TRUSTING OURSELVES

 This week's affirmation reads -  I have a divine right to trust myself and my intuition. For I have come to know that I have my very own divinely ordained internal navigation system, designed for my protection from things not aligned with my truest, highest self. I need only connect with it and harness its wisdom and insights to distance myself from all things not in my favor.


In our effort to survive hostility and violence from our intimate relationships, we learn that we aren't privy to express the very nature of the people and circumstances that hurt us.


 In turn, we shut down from the stimuli of facing circumstances that are traumatizing, harmful and derogatory towards us, and in doing so, we impair not only our red - flag detectors and judgments relative to the safeness of a circumstance or person, but we likewise diffuse the strength of future signals of imminent danger, making us highly susceptible to violence, exploitation and the dangers involved in being entangled in unhealthy and dysfunctional relationships.


Our saving grace then, lies within the whispers, both soft and loud, that tell us when a circumstance isn't safe or within our best interest.


It then isn't only our job, but our self-preservatory duty, to listen and take action where necessary to avoid the sting of malevolence, dysfunction and degradation from unhealthy people and dystrophic circumstances.


For we each of us have our very own divinely ordained connection to an abundance of universal wisdom, designed for both our greatest good and our protection.


We need only utilize it to help us as we walk our earthly journey.


It is always in our best interest to trust our intuitions, introspections and likewise, the signals of dissonance and confusion we receive from things that aren't aligned with our greater good.


We are deserving of unconditional love and of developing healthy relationships that don't hurt or seek to exploit us...Always.


And they are always within our reach. 


We need only reject low quality lifestyles so as to connect with the divine gifts of social circles of folks just like us, who share the same values we do.

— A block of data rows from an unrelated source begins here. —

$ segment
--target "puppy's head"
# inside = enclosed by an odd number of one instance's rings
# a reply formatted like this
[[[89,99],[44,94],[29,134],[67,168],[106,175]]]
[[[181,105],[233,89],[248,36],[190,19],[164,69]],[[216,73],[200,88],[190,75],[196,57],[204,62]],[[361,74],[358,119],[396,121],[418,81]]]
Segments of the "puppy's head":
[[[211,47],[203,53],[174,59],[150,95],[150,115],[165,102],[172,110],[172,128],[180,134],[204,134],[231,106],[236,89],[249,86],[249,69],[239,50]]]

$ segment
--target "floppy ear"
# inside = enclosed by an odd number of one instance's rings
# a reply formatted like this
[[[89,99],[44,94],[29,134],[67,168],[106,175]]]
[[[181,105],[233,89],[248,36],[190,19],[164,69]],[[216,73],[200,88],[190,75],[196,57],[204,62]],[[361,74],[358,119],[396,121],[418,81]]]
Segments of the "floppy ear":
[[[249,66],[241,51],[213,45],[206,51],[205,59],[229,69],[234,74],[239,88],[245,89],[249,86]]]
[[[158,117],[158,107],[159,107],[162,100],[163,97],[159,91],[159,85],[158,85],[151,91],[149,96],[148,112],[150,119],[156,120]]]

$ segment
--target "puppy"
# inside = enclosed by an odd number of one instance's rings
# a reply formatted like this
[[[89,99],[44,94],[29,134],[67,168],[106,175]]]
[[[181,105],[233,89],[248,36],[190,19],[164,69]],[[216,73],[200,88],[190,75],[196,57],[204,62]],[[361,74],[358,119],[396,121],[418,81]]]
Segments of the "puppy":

And while it certainly proves a challenge for  survivors to overcome the destructive internal messages of undeservedness, fallibility, and an inherent unworthiness of the joys to be had in healthy social structures, learning healthy ways to relate in our relationships is always ours to be had, if only we are brave enough to seek it.


Even survivors who've faced long-withstanding subjugation, habitually destructive grooming and violent circumstances can start anew and build healthy lifestyles and friendships or intimate partner relationships of quality and affirmative communion.


What we believe, and feel, and are likewise experiencing at the hands of those who've harmed us, is real, and we should never allow anyone to sow the self - destructive seeds of doubt that confine us to lives of oppression, subjugation, and maladaption to exploitation and abuses.


For when we do, we adulterate the very fabric of who we are, along  with our divinely ordained introspections that protect us from those unhealthy and unworthy of sharing the intimate vestiges of our lives with.


And as we learn to reject dysfunctional circumstances, we strengthen our sensory resolve in recognizing both the external and internal signs of dystrophy and dysfunctionality, essentially reconnecting with ourselves in ways that serve to protect us from things designed to harm us.


We are strong...we are worthy...and most of all, we are survivors - survivors divinely equipped with our very own wealth of wisdom designed to help us live violence free. 


May we use it always in our aim to live our best lives.